Season the Chicken With Salt Before Freezing to Make the Meat Juicier.

If you ever buy chicken and freeze it to use later, here’s a simple trick that’s better than brine for juicier meat: Salt the chicken before freezing it.

Cook’s Illustrated conducted an experiment comparing moisture loss before and after freezing. Without salting and salting, the chicken lost 22% moisture during cooking. When salted before freezing, it lost 15% of its moisture. The best method was salting before freezing with a moisture loss of only 11%.

Explanation:

Processing the chicken before freezing works better than after it because it gives the salt extra time to do its job – while the meat is freezing and then again during thawing.
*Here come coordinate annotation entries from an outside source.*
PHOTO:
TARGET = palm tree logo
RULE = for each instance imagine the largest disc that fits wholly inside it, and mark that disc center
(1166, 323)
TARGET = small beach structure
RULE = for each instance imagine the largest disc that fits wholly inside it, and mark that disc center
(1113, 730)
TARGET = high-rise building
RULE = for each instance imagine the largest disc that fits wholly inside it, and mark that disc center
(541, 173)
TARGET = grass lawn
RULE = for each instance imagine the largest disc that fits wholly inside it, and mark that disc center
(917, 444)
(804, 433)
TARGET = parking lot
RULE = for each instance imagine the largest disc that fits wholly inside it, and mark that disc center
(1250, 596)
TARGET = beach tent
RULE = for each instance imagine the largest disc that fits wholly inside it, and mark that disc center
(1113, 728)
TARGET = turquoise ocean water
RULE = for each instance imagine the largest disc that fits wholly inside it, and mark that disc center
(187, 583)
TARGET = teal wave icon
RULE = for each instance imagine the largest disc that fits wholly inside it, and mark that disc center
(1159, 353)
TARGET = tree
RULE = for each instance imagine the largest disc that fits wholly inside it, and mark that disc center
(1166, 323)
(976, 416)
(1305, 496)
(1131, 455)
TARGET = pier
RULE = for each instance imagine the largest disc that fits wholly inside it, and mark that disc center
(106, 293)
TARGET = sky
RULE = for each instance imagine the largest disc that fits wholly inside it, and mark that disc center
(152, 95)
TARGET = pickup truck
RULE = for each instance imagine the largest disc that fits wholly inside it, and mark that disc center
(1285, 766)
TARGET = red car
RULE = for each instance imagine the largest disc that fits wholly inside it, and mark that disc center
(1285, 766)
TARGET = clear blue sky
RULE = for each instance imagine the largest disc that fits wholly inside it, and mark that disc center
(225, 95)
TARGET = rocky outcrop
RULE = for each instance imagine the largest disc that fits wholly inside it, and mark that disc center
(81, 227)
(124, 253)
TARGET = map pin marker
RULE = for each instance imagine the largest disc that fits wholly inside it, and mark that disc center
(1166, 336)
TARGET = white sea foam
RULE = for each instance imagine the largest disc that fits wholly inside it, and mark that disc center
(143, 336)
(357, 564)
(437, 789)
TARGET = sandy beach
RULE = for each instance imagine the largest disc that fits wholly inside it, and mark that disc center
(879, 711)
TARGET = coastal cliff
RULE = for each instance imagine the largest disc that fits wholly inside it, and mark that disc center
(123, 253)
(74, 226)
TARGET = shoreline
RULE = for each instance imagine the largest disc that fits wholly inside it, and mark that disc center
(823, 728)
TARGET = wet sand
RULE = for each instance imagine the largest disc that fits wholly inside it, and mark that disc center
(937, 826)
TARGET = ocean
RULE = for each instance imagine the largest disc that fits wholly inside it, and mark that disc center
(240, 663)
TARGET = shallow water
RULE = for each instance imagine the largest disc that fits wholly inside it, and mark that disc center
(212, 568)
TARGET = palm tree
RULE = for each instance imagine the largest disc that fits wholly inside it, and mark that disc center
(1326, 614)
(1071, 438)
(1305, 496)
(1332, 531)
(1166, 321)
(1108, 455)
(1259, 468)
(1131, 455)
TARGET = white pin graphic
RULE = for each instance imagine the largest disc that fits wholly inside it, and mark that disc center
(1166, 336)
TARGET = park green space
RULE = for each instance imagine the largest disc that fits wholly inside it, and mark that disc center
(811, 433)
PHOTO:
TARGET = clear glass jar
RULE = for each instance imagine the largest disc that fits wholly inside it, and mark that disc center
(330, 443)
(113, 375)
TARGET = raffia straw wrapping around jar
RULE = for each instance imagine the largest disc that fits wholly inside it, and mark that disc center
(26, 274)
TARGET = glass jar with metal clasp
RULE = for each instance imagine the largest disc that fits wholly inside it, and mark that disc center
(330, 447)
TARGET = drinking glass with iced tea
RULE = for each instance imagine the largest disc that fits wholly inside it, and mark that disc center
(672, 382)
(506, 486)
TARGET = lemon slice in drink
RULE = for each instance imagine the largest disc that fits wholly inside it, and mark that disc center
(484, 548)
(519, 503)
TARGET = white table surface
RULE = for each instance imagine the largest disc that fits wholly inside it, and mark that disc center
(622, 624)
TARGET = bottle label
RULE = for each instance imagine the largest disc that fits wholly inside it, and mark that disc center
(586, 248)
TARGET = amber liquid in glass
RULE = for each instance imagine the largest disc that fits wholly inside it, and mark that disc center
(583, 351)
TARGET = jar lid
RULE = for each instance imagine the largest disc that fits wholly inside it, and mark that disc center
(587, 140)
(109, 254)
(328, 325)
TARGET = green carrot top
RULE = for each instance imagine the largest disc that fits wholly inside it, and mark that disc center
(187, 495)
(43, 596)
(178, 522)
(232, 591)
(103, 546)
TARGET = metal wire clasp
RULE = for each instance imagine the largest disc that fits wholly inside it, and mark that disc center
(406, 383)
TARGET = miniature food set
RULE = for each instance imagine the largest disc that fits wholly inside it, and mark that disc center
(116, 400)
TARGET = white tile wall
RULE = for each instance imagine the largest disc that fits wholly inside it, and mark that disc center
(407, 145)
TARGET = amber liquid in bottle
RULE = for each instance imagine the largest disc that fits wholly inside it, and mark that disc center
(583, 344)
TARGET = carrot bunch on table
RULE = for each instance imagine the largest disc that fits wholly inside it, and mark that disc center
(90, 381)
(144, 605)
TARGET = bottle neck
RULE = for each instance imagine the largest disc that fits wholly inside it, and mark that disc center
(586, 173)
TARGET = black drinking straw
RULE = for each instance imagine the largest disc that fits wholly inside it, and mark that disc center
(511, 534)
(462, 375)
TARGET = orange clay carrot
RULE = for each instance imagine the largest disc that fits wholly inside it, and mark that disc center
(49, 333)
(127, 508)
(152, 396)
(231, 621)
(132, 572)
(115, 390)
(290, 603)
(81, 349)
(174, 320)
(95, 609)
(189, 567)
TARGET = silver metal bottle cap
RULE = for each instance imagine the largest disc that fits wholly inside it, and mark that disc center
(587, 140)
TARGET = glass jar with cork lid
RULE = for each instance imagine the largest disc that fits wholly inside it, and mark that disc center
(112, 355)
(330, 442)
Salting chicken before freezing is better than brine because salting produces a more concentrated brine on the surface of the meat, allowing more salt to enter the meat. The higher salt concentration in meat allows it to retain more moisture (at least up to a certain limit; concentrations above a certain amount can actually have a negative effect).

All you need to do is sprinkle the chicken with kosher salt, refrigerate it for an hour, then dry, wrap and freeze.

It’s good to know the next time you buy chicken in bulk at Costco, or cut the chicken to freeze some parts for later.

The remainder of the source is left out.